Highway construction, which is relentlessly pursued in metropolitan cities—particularly Tehran, is a thing of the past in the world. Such policies only step up demand for passenger cars. Highways might provide a short-term relief from traffic congestions but in the long run, they bring about the ironic effect of increasing inner-city traffic.
In fact, Iran’s transportation system has been designed for people using their own cars, rather than public vehicles.
To curtail air pollution in urban areas, major cities across the world have made the use of private cars on city streets very expensive. And it is simple, easy and economical to use public transportation in these cities.
Iranian officials could learn a lot from the systems that Japan and Singapore have put in place to reduce the economic costs of air pollution.
Tokyo slaps pricey parking rates on car owners (€400 a month). This is while Tokyoites cannot buy cars without parking space. Only 18% of Tokyo residents own cars.
Electric public transportation accounts for 95% of all journeys made within the city.
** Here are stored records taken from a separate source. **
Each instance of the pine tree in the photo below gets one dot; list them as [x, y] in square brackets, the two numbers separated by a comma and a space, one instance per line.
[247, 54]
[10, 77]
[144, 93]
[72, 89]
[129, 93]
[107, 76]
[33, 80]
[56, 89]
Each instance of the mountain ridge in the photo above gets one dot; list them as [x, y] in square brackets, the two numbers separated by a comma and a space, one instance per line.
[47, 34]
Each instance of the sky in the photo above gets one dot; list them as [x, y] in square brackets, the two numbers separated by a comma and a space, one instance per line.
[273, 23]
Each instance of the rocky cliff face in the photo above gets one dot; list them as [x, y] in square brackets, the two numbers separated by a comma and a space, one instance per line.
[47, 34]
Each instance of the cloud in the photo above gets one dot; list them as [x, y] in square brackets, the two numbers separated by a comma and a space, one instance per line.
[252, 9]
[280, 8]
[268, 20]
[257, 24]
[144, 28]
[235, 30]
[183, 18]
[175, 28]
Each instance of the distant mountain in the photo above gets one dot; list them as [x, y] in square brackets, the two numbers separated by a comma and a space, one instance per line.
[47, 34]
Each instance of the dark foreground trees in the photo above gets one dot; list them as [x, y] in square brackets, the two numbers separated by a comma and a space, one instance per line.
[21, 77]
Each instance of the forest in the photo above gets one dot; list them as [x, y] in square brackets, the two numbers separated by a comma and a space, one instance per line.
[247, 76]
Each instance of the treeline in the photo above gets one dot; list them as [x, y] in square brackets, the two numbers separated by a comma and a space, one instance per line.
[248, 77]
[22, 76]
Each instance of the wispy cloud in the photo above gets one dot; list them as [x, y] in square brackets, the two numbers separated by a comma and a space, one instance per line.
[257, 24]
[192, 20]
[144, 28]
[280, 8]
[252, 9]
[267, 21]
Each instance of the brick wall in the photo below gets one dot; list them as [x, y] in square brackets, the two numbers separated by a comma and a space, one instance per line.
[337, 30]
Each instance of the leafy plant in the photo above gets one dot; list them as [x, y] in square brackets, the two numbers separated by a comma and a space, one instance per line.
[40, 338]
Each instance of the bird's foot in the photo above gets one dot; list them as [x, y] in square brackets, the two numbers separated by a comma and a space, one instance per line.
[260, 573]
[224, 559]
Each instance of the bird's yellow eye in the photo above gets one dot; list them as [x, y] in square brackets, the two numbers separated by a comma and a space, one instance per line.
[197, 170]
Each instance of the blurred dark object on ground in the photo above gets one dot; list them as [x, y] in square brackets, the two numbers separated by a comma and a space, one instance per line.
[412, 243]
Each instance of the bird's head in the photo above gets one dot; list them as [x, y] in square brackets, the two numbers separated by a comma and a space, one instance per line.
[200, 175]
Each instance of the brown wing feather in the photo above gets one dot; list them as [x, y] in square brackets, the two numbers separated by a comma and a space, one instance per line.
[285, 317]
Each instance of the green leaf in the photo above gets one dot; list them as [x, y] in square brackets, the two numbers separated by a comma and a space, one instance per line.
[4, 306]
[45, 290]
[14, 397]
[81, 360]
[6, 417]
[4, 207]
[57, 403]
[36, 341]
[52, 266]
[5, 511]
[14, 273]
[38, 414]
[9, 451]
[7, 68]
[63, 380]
Japanese youth don’t care about owning a car (they favor smartphones instead).
Also, understanding the economic issues that come with traffic congestion, the government of Singapore has put in place a range of incentives and constraints to limit the impact cars have on the city-state.
There is a system of quotas, registration fees and congestion charges that allow Singapore’s traffic to flow relatively easily 24/7.
By increasing the price of vehicles, the Asian country’s Certificate of Entitlement system restricts the number of people who want or are able to buy a car.
Besides the quota system and additional registration fees that new car owners need to pay, there’s also the Electronic Road Pricing System that discourages drivers from going to certain areas at peak times.